Straight Talk

Source: China Daily (2/24/16)
A history of change in the words of those who lived it
By Mei Jia (China Daily)

A history of change in the words of those who lived it

Straight Talks: Chinese Social Discourses from 1978-2012, compiled by Liu Qingsong. [Photo provided to China Daily]

For readers like Zhang Qin, born in the 1990s, it’s news that in 1978 there was a movement against flared trousers. Teachers would then catch the offenders and cut off the “extra” cloth in an effort to keep the young away from “bourgeois corruption”, symbolized by such “weird” fashion.

And till March that year, quotes by Karl Marx, Friedrich Engels, Vladimir Lenin, and Mao Zedong had to be printed in bold while published in newspapers.

It was Deng Xiaoping who put a stop to the practice.

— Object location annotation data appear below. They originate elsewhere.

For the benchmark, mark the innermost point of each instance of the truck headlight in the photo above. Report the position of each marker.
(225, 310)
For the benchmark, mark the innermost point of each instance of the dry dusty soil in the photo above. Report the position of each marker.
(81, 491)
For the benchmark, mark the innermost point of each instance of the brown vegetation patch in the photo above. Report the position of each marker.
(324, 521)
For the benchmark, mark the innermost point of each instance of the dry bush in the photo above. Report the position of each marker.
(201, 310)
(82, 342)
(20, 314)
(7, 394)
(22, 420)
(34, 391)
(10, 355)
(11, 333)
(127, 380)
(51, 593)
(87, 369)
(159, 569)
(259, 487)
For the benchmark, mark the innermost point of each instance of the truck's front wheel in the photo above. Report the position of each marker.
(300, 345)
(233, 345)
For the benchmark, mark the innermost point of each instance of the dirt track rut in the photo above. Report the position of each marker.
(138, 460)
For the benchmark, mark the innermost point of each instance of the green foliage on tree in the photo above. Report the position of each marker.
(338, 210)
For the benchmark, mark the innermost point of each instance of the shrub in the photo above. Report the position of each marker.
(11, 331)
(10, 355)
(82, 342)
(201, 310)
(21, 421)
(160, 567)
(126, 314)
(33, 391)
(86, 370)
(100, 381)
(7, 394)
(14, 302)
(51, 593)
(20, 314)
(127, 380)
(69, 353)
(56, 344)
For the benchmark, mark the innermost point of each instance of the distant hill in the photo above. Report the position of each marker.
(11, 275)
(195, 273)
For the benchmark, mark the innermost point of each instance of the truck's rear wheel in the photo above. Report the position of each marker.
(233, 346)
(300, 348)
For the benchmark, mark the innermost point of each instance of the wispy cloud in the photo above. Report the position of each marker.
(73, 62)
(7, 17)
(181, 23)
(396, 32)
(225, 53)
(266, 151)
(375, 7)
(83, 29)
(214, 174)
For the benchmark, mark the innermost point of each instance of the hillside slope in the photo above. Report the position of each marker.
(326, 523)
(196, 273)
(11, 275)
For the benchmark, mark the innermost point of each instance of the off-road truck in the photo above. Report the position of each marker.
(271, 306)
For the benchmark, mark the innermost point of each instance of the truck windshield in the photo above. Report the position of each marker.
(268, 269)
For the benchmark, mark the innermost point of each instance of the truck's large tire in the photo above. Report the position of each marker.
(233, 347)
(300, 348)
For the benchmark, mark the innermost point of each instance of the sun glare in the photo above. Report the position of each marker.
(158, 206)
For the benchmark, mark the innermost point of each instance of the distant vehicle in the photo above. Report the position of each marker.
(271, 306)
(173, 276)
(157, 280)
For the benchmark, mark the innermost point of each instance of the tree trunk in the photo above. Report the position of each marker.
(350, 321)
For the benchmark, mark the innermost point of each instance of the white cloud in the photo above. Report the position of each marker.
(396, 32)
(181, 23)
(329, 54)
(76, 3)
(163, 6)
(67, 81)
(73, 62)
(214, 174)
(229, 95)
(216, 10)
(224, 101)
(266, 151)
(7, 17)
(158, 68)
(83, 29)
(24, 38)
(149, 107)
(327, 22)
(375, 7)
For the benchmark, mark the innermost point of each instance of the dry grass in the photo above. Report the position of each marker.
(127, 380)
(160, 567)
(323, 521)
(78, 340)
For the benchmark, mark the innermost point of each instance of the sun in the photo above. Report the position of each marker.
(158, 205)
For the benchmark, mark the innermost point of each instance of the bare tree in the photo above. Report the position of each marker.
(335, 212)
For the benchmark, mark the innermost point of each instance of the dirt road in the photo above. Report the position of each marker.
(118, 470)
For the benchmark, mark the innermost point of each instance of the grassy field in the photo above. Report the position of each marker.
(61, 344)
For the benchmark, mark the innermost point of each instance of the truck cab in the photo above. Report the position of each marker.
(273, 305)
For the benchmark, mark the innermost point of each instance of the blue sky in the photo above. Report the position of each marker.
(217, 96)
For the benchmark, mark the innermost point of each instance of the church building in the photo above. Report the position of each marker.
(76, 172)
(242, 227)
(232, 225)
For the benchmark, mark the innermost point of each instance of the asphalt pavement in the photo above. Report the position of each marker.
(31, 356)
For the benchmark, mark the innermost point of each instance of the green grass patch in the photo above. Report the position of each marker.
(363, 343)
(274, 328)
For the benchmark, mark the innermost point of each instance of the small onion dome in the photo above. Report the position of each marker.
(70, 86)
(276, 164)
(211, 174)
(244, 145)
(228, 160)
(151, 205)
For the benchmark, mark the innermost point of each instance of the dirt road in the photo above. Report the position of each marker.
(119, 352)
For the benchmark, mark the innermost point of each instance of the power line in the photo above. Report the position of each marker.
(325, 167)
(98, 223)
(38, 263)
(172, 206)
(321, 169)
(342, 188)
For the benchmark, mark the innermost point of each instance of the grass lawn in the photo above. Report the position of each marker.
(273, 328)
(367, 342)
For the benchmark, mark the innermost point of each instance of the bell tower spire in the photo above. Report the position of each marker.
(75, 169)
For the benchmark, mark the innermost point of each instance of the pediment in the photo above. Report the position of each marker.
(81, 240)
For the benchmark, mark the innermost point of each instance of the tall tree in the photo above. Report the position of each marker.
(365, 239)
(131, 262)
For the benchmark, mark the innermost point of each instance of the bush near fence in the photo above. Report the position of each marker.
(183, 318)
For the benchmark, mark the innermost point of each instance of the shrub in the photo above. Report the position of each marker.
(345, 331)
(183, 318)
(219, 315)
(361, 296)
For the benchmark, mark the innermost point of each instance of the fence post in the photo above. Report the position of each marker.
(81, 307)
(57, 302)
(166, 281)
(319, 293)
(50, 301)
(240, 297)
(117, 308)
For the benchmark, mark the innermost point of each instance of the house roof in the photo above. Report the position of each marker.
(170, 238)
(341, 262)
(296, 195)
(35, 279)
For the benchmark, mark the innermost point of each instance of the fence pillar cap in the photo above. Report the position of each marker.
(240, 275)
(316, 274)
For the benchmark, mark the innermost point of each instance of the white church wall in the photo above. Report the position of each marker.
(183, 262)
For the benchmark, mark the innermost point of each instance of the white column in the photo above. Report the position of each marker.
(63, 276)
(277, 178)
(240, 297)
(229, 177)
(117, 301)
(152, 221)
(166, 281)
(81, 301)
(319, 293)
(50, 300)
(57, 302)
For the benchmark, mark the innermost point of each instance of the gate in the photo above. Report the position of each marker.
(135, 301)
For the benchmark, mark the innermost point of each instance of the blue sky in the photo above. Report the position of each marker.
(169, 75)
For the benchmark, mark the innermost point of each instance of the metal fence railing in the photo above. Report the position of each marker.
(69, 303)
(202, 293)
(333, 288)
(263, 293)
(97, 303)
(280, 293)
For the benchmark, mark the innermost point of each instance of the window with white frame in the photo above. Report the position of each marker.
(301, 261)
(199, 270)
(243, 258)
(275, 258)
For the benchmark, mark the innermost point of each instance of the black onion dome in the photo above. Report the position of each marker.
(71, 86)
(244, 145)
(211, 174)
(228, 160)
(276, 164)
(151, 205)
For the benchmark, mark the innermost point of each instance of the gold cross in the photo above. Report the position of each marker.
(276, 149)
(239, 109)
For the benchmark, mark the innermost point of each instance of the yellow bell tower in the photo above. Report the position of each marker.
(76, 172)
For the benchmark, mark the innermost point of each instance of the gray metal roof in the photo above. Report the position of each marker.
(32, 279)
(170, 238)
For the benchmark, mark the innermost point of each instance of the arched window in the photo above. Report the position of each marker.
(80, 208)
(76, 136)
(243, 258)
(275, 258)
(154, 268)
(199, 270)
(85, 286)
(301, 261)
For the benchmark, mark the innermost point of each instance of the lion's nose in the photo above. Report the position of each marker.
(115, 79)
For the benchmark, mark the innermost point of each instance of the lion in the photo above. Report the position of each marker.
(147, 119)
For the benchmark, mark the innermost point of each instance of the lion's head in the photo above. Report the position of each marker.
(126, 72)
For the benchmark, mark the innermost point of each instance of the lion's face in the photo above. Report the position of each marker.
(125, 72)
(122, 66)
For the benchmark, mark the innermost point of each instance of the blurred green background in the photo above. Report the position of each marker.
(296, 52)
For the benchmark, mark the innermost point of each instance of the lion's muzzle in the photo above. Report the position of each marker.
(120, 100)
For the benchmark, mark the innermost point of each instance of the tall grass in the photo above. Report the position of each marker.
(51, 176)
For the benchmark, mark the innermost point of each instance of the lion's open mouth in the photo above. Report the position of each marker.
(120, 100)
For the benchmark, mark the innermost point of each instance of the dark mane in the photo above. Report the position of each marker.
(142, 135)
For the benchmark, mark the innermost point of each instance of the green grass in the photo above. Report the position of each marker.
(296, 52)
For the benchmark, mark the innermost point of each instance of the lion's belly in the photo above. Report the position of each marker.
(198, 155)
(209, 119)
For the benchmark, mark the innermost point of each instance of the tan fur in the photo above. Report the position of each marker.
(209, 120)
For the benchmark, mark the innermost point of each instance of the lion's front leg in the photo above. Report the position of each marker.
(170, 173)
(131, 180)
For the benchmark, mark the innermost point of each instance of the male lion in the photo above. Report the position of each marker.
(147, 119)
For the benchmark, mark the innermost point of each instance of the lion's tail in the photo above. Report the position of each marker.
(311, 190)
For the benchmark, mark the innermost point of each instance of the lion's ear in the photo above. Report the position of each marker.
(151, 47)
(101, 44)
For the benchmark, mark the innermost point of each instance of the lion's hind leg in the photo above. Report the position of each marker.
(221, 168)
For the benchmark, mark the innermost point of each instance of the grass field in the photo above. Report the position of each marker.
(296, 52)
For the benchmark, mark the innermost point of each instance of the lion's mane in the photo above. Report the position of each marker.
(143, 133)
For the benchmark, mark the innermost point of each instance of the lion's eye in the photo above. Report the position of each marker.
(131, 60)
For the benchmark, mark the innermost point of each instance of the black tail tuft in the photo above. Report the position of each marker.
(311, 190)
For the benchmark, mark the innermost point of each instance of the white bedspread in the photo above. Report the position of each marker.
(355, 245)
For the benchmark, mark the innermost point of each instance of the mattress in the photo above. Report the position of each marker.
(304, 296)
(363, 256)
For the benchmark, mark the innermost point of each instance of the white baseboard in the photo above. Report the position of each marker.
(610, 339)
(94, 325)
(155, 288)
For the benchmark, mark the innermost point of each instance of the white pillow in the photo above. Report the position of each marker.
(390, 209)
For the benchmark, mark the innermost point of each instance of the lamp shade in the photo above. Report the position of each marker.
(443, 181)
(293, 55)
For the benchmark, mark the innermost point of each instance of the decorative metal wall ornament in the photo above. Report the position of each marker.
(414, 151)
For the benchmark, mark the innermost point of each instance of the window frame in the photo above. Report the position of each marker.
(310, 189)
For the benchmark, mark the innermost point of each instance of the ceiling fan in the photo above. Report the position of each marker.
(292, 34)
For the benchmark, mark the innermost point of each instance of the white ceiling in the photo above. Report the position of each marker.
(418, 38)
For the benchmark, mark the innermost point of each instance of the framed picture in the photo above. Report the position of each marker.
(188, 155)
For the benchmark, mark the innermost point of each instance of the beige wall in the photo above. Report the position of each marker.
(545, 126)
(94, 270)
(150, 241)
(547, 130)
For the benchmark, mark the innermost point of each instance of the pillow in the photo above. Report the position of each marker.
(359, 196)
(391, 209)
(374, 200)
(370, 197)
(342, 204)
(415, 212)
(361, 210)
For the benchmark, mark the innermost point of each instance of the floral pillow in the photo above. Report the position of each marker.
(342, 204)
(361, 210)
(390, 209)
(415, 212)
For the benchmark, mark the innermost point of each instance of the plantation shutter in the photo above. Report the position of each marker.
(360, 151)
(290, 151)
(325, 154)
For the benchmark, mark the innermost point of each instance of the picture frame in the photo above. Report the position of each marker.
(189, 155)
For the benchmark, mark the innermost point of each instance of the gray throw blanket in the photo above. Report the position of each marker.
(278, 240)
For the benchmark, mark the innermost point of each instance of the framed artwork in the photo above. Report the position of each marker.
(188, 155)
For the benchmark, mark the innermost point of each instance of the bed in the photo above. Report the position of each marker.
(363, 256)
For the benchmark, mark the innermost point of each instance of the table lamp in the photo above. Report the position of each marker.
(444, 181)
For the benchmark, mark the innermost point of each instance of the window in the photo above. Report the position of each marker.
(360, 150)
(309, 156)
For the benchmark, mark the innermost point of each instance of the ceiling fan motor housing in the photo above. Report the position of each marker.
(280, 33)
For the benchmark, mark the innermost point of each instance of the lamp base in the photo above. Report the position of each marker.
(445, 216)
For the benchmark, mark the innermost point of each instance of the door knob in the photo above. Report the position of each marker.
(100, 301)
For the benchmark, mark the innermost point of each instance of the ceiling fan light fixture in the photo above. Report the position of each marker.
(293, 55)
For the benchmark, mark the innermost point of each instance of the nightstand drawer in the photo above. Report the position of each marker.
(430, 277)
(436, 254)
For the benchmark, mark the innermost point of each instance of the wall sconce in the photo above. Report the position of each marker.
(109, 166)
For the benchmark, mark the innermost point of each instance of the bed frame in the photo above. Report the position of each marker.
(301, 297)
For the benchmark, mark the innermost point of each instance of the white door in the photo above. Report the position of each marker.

“I know how dramatic the changes were in 1978, the start of the reforms and the opening up, but there were so many details about our recent history that I did not know,” says Zhang.

Zhang’s comments were in relation to a 346-page book, Straight Talks: Chinese Social Discourses from 1978-2012, which has grabbed her attention.

She says she was also touched by the brief stories of the common people as their fate changes and turns with the bigger historical torrents, alongside the bigger names’ remarks and decisions.

The book also contains a story of how film director Zhang Yimou gained access to university after three years of farm work and seven years of factory labor, when entrance exams for universities were resumed.

It also tells how perplexed then 19-year-old Zhang Huamei, from Wenzhou, Zhejiang province, was when she got the news that she would receive the country’s first certificate to run a private business in December 1980.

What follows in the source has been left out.